Despite the challenges of keeping a business afloat during the Depression, the Byrne Insurance Agency has thrived through the 75 years that have seen many changes in the industry and in the Natchez-Adams County area.
“Probably the biggest change since I got into the business is the number of agencies out there,” said Johnny Byrne, the third generation of the Byrne family to be involved in the business. “There are a lot fewer agencies in the business than when I started in 1979, and when my father and grandfather started in the business. I think that is a sign of the times. You have a tendency for businesses to become larger and end up merging with others, or selling out.”
The Byrne Insurance Agency was originally known as the Evans-Byrne Insurance Agency, owned by William J. Byrne and William L. Evans. Several years later Byrne bought out Evans. The agency acquired the Lucius Butts Insurance Agency in 1988, and Butts continues to remain active with the agency. Then in 1998 Byrne Insurance merged with Burns-Hicks Insurance.
Another change over the years has been the status of independent agencies. Byrne said when he first got involved with the business, there was concern about the viability of independent insurance agencies. Independent agencies can provide customers with coverage from a number of different insurance companies, as opposed to an agency that provides coverage with only one company.
Byrne said the advantage of representing a number of companies is that if one company pulls out of the marketplace, he can offer clients other options.
“If a company decides it doesn’t want to write any homeowner’s coverage in certain areas of state, that directly affects the guy who writes for only that company,” Byrne said. “When we have one that stops writing coverage, we have other companies we can offer to customers. We have fewer insurance companies in Mississippi than we used to have, but we have been fortunate to always have some good companies. I believe independent insurance agencies are one of the best delivery systems of insurance there is out there. It has been good to me and my family.”

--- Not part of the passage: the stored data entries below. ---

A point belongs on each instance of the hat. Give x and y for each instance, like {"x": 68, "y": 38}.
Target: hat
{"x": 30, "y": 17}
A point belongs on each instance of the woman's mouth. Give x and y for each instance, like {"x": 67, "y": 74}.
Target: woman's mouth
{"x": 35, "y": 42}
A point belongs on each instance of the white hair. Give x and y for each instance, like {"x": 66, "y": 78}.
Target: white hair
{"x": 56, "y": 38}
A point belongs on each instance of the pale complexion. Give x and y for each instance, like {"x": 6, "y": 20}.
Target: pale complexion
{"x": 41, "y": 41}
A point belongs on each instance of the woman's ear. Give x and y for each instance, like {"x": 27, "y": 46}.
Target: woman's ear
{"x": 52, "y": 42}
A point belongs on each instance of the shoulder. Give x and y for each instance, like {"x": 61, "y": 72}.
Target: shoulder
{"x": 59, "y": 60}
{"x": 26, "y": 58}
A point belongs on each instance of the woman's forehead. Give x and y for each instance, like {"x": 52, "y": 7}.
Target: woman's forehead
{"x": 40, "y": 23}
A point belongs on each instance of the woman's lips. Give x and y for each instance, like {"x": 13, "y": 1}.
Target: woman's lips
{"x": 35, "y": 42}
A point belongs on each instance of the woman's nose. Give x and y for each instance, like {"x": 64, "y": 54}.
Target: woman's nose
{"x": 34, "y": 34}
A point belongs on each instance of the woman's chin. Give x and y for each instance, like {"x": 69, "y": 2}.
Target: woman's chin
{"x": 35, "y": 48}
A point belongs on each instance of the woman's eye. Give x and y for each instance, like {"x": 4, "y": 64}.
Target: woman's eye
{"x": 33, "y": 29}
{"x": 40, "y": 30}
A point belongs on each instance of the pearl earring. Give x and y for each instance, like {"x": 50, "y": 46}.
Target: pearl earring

Byrne Insurance is now one of only two independent agencies in Natchez. The company employs 18 people.
A family business, earlier uncles and cousins were involved, as well as the current owner’s father and grandfather. Now that the uncles have passed away, and cousins have opted to go into other businesses, Byrne is the last family member at the agency.
Byrne credits the success of the business to providing only the best in coverage combined with personal service. And although the company has a comprehensive Web site that provides answers to most common questions about insurance, Byrne believes most customers prefer getting the information they need directly from their insurance agent rather than in the Internet.
“I think insurance is still a people business,” Byrne said. “People who buy insurance for the most part want to sit down at the desk across from someone, and talk to them. At least in my town, that has been my experience. The computer is great for exchange of information. But when I sell insurance, I still sit down across the desk from customers and talk to them face-to-face.”
Currently the availability of insurance in Mississippi is a concern. Some companies have pulled out of the state citing large losses, and others have applied for large premium increases.
“Of all the companies doing business in our state, their overall experience has not been that good,” Byrne said. “As a result the companies have asked for substantial increases in premium or they will withdraw from doing business in Mississippi. People will see increases in their home, car and commercial insurance. But we still have some good companies working really well with us. The important thing is to keep these companies doing business in our state. The fewer companies you have, the less competition, and the higher the premiums are going to be. That is a concern of our industry right now.”
Another concern is tort reform. High jury awards have been in part blamed for skyrocketing claim costs for insurance companies. Byrne said he believes that Mississippi has moved in the right direction with the Legislature’s recent adoption of tort reform measures.
“Hopefully, the Legislature will continue to work with businesses to come up with some additional tort reform,” Byrne said.
Another difficulty is the current state of the economy in Adams County. Recently it was announced that International Paper is closing down, costing the area one of its largest employers and 640 jobs.
“We have seen downturns in the local economy,” Byrne said. “Business like ours are only successful if our customers are successful. You certainly want your customers to be successful.”